И я тут же почувствовала, что опоздала, хотя на часах было без пяти два. Бегло просмотрев меню, Миронова сделала заказ, в котором штампов было не меньше, чем в моем внешнем виде. Она заказала бутылку бароло 2005 года («Хороший урожай», – прокомментировал официант, и я даже растерялась, потому что сама хотела это сказать, – единственный комментарий, который я могла придумать), устрицы и осетровую икру, фуа-гра и филе трески на белой спарже.
Вопреки популярной легенде, Татьяна Ильинична Миронова не была русской моделью, которую Гарри Колтон увидел за продажей овощей на саратовском рынке, – этот городской апокриф наверняка придумали поклонники Натальи Водяновой. Татьяна Миронова была чрезвычайно находчивой русской женщиной, приехавшей в Америку по туристической визе с вырученными за продажу родительской дачи деньгами. Не вполне ясно, как именно она перешла к созданию успешного IT-бизнеса, но достоверно известно: когда Гарри Колтон встретил ее в Сан-Франциско, она была уже преуспевающей и все еще молодой блондинкой. Через полгода после свадьбы Татьяна Миронова продала свой бизнес, переехала в Нью-Йорк и стала скучать. Судя по результатам поиска в гугле, скучала она отчаянно. Интернет пестрел ее фотографиями с открытий выставок, благотворительных собраний и гала-вечеров оперы Метрополитен. Отложив меню, она немедленно принялась за меня.
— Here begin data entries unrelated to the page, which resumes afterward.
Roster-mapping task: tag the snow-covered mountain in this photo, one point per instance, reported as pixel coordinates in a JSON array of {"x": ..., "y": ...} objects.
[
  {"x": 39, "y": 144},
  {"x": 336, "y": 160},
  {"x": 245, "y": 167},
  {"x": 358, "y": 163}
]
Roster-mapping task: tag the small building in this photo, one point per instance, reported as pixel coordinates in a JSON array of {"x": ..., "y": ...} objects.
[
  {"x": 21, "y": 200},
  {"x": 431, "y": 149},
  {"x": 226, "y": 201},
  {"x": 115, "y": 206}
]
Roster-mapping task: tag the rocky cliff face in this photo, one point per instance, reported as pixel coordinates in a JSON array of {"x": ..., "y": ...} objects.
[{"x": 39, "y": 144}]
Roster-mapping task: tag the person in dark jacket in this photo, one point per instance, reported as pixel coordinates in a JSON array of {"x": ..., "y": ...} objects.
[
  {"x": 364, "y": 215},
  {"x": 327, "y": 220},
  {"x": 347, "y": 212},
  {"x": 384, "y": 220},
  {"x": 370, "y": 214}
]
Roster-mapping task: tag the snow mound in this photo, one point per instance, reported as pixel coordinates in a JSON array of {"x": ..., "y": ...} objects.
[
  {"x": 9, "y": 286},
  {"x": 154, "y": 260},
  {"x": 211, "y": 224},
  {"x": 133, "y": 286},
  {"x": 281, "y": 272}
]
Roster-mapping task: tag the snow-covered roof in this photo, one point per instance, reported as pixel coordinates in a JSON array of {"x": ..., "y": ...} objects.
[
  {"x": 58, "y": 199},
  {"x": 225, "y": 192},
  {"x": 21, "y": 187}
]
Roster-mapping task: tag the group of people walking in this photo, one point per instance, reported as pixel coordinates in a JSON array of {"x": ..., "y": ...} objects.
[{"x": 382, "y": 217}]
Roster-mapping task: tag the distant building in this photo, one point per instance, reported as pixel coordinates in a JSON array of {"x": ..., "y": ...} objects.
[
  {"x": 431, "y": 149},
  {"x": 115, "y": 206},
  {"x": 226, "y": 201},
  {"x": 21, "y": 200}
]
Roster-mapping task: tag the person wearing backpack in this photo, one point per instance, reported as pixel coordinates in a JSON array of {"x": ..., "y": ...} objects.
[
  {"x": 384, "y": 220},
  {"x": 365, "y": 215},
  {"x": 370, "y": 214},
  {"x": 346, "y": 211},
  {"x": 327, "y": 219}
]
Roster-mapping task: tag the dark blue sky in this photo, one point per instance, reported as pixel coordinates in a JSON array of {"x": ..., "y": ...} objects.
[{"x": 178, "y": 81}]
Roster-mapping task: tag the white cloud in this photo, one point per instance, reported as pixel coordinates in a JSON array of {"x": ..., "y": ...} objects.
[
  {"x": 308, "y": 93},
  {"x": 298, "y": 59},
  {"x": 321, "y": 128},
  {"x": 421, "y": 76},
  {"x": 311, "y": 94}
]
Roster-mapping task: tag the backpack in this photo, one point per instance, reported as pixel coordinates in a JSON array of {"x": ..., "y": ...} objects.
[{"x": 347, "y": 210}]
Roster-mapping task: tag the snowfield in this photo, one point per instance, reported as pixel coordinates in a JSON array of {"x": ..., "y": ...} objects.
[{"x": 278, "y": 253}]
– Итак, диплом по холодной войне и работа по борьбе с терроризмом. Интересный выбор для женщины. С чем связан?
Я не стала говорить ей, что моя работа не так уж и интересна. Всем кажется, будто она состоит из преодоления опасностей, поездок в горячие точки, где бомбы обязательно взрываются справа и слева от тебя, пока ты идешь по пустыне. На самом деле я занималась аналитикой и изучением идеологий: сидела в офисе за компьютером, бесконечно читала, составляла статистические модели и искала слабые точки. Это было увлекательно, это было круто – однако не так круто, чтобы описать незнакомой женщине. Но я обещала Смирновой.
– Я думаю, что приток молодых кадров в подобные профессии отвечает запросам времени. Видите ли, становление нынешнего поколения сопровождалось социальными катаклизмами и разрушениями, ощущением нарастающего мирового хаоса. – Перейдя на отутюженный язык деловых разговоров, я вошла в ритм, стала четко выделять паузы и акцентировать перечисление. – Лейтмотивом нашей юности было смутное понимание того, что где-нибудь всегда идет война, что ненависть и насилие распространяются по всему миру. 9/11, взрывы самолетов, Иран, Афганистан, ИГИЛ, Париж, Бейрут – все это перестало восприниматься как отдельные страшные события, а превратилось в единое целое, в единственный мир, который мы знаем. И это постоянно нарастающее ощущение экзистенциального хаоса заставляет сегодня выбирать менее традиционные профессии. В каком-то смысле это не борьба с конкретными людьми и организациями – это борьба с постоянным ощущением страха и желание защитить от него других, – впечатала я последнюю фразу и перевела дыхание.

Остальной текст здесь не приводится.